I see a strange behavior on my GPU. I got
- AMD Fusion Processor (E350 + integrated HD 6310)
- ubuntu linux
- OpenCL 1.2 AMD-APP (923.1)
When I run a kernel on the GPU, the kernel execution time (taken from clGetEventProfilingInfo) is allways half of the execution time, that I get with gettimeofday on the host. It can't be a setup time because it is always half of the time measured on the host. The rest of the time the GPU seems idle.
I transfer data before measuring (with a blocking clEnqueueWriteBuffer). So data transfer shouldn't be the reason. I tried several kernels, having the same strange behaviors. When I run the kernel on the CPU, profiling time is equal to the gettimeofday time (no problem there). I tried clFinish, clWaitForEvents and waiting and checking on the host with clGetEventInfo. All with the same result.

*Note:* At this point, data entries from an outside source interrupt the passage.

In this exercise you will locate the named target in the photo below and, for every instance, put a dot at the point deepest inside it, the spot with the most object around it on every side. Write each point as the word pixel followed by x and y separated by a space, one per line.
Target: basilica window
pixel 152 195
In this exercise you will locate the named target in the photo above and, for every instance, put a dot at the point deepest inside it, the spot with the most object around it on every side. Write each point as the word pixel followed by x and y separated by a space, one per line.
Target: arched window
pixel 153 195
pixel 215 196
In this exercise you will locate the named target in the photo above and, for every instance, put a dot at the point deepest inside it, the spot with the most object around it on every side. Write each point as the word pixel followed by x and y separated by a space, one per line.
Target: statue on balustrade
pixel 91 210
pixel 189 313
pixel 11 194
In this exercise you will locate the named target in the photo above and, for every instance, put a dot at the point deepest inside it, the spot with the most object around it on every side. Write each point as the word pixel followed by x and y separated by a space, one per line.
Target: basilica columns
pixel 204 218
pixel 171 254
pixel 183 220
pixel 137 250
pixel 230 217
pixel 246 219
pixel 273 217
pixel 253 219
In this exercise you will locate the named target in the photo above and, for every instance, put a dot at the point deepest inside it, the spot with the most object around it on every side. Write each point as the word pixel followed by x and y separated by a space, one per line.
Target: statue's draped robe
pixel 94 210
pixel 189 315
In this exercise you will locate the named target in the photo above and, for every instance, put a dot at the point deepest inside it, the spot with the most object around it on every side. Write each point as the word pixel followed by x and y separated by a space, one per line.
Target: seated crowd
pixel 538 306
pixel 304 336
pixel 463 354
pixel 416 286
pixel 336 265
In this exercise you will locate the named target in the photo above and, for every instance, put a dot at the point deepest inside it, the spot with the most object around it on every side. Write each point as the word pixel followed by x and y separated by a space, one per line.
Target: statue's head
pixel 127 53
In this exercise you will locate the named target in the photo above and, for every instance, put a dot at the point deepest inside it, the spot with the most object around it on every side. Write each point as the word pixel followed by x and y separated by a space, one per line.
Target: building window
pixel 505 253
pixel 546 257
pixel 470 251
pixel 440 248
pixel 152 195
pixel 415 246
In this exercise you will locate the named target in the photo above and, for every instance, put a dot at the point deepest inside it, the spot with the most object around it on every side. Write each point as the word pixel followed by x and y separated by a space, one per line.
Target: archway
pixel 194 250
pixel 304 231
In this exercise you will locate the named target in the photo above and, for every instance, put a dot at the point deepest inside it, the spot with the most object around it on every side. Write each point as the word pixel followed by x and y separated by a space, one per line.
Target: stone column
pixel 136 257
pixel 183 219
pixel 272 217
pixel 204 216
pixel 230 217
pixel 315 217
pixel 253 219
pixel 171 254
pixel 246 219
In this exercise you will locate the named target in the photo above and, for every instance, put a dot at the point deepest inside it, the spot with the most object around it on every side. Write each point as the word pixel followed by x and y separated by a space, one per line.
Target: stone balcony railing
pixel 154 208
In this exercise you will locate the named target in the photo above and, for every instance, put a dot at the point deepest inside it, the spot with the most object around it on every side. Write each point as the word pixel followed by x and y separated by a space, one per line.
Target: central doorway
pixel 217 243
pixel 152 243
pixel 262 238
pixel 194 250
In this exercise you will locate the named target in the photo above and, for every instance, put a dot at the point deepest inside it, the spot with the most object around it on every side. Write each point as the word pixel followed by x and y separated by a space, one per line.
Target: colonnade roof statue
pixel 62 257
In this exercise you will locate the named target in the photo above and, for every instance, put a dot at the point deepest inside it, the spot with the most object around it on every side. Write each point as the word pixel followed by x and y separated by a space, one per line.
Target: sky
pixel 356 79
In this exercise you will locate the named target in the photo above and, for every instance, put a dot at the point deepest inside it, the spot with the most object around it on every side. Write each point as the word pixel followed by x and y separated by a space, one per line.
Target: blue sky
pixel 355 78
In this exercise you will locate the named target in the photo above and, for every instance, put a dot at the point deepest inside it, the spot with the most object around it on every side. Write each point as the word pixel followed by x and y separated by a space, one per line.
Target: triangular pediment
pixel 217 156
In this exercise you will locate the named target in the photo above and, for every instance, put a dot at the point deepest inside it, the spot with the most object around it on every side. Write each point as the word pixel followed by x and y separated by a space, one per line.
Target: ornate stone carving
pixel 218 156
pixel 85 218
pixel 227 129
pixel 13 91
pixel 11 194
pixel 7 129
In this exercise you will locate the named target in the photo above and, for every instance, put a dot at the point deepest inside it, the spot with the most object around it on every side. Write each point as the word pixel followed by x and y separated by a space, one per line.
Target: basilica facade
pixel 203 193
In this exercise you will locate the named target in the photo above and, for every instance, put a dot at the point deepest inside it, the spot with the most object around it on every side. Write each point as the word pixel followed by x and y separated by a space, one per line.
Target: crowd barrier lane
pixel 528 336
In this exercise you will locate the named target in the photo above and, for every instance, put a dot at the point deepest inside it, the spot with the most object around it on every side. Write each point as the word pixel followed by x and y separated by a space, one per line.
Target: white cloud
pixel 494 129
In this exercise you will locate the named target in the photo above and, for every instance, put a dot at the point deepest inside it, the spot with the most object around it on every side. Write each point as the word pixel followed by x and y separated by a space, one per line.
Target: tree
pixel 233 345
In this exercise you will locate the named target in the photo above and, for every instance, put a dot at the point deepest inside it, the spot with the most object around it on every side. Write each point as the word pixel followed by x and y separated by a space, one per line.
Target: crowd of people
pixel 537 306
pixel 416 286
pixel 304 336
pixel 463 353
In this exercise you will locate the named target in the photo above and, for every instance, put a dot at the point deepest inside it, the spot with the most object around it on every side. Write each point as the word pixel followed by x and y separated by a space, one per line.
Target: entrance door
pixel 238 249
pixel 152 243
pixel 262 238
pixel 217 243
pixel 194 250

I'll attach a screenshot of my resent tests with CodeXL. The kernel is called "nest". Very interesting is, that the idle time is always before the actual execution. It's always the same time like the execution. That really strange.
I hope someone knows a solution or a workaround.
I tried that, with some strange results.
See attached a screenshot when I execute the same kernel twice before calling clWaitForEvents and a screenshot where I call a kernel, call clWaitForEvents, call the kernel again and wait again.
Very strange is the first case, where the idle time before execution is exactly as long as both kernels execute afterwards.
But I don't have 2 threads on the host. I call the two kernels one after an other.
And I don't think it's a bug in CodeXL (at least not only there) because I see that same behavior with the times I get from clGetEventProfilingInfo.